How might high-throughput approaches be applied to study TTC39A function in zebrafish?

High-throughput approaches offer powerful tools for studying TTC39A:

• CRISPR screening:

  • Genome-wide CRISPR screens to identify genetic interactions

  • Targeted CRISPR libraries focusing on pathway components

  • Single-cell CRISPR screens to identify cell-specific effects

• Chemical genetics:

  • Small molecule screens to identify modulators of TTC39A function

  • Chemogenomic profiling to place TTC39A in functional networks

  • Structure-based virtual screening for binding partners

• Multi-omics integration:

  • Integrated transcriptomic, proteomic, and metabolomic analysis

  • Network modeling of TTC39A function

  • Machine learning approaches to predict function from omics data

• High-content imaging:

  • Automated phenotyping of TTC39A mutants

  • Real-time imaging of protein dynamics

  • Multiplexed imaging of interaction partners and pathway components

What are the key considerations for researchers beginning work with recombinant Danio rerio TTC39A?

Researchers beginning work with recombinant Danio rerio TTC39A should:

• Acknowledge knowledge gaps: The function of TTC39A remains poorly understood, requiring careful experimental design and multiple approaches.

• Standardize protocols: Pay particular attention to experimental parameters known to affect zebrafish studies, including strain selection, dechorionation status, and exposure conditions .

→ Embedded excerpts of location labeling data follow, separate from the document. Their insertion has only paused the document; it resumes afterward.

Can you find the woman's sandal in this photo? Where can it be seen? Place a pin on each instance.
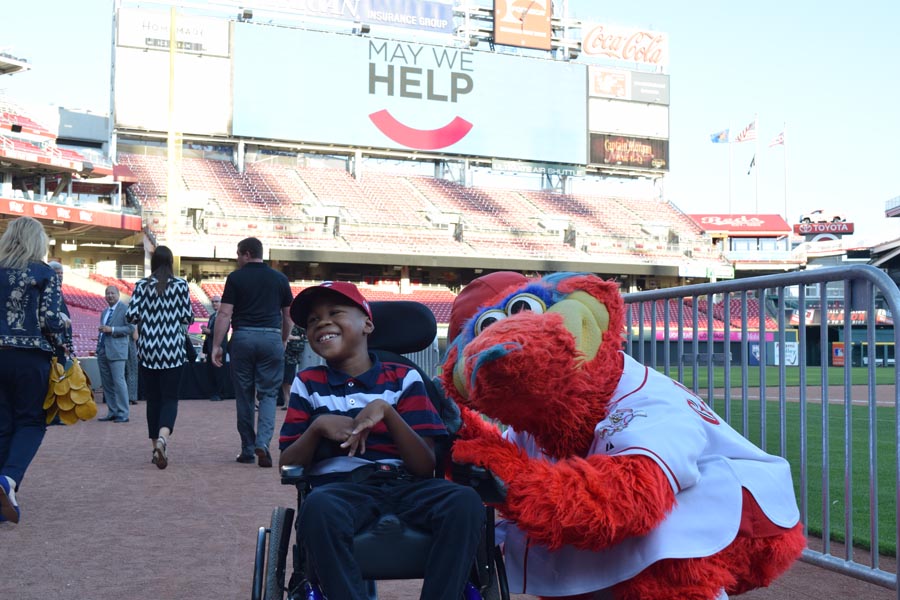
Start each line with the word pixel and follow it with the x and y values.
pixel 159 453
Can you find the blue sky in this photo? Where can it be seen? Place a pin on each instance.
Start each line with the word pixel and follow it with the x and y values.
pixel 827 70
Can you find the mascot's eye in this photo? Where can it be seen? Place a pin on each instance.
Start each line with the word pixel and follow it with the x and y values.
pixel 525 302
pixel 488 318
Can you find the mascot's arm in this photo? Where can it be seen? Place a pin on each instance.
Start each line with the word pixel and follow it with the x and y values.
pixel 475 426
pixel 591 503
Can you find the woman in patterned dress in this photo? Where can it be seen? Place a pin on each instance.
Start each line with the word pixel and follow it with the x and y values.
pixel 161 306
pixel 31 295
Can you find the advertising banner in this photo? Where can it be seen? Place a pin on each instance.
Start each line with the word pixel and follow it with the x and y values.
pixel 69 214
pixel 149 30
pixel 742 224
pixel 641 46
pixel 201 77
pixel 515 166
pixel 523 23
pixel 629 152
pixel 838 228
pixel 202 92
pixel 428 15
pixel 619 84
pixel 628 118
pixel 327 88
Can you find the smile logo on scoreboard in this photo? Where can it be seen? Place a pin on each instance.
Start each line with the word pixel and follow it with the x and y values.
pixel 420 139
pixel 439 76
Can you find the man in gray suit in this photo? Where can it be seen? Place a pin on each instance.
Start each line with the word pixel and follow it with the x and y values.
pixel 112 354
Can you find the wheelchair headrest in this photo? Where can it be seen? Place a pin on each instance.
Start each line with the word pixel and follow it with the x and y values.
pixel 402 326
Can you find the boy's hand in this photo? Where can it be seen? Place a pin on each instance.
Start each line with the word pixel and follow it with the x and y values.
pixel 334 427
pixel 367 418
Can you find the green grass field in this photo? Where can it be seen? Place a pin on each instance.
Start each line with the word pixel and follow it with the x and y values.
pixel 858 376
pixel 847 474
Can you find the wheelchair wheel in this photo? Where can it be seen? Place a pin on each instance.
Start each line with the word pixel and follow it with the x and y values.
pixel 498 586
pixel 276 555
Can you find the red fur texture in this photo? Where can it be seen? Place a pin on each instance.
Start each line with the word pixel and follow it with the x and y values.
pixel 527 372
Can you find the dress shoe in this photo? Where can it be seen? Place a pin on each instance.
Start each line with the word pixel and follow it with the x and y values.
pixel 162 458
pixel 9 508
pixel 264 459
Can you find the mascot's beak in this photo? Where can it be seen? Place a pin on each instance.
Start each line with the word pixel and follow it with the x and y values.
pixel 491 354
pixel 586 318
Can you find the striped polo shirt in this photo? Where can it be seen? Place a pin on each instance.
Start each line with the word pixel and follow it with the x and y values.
pixel 324 391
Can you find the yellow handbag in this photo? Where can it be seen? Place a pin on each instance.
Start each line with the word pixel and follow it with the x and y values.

• Implement comparative approaches: Leverage the evolutionary conservation between zebrafish and human TTC39A (60.8% identity, 76.0% similarity) while acknowledging potential functional differences.

• Develop multiple tools: Generate antibodies, transgenic reporters, and CRISPR mutants to enable comprehensive functional analysis.

• Address technical challenges: Anticipate difficulties with protein expression and purification due to predicted transmembrane domains and develop appropriate strategies.

• Collaborate across disciplines: Combine structural biology, developmental biology, and systems biology approaches to build a comprehensive understanding of TTC39A function.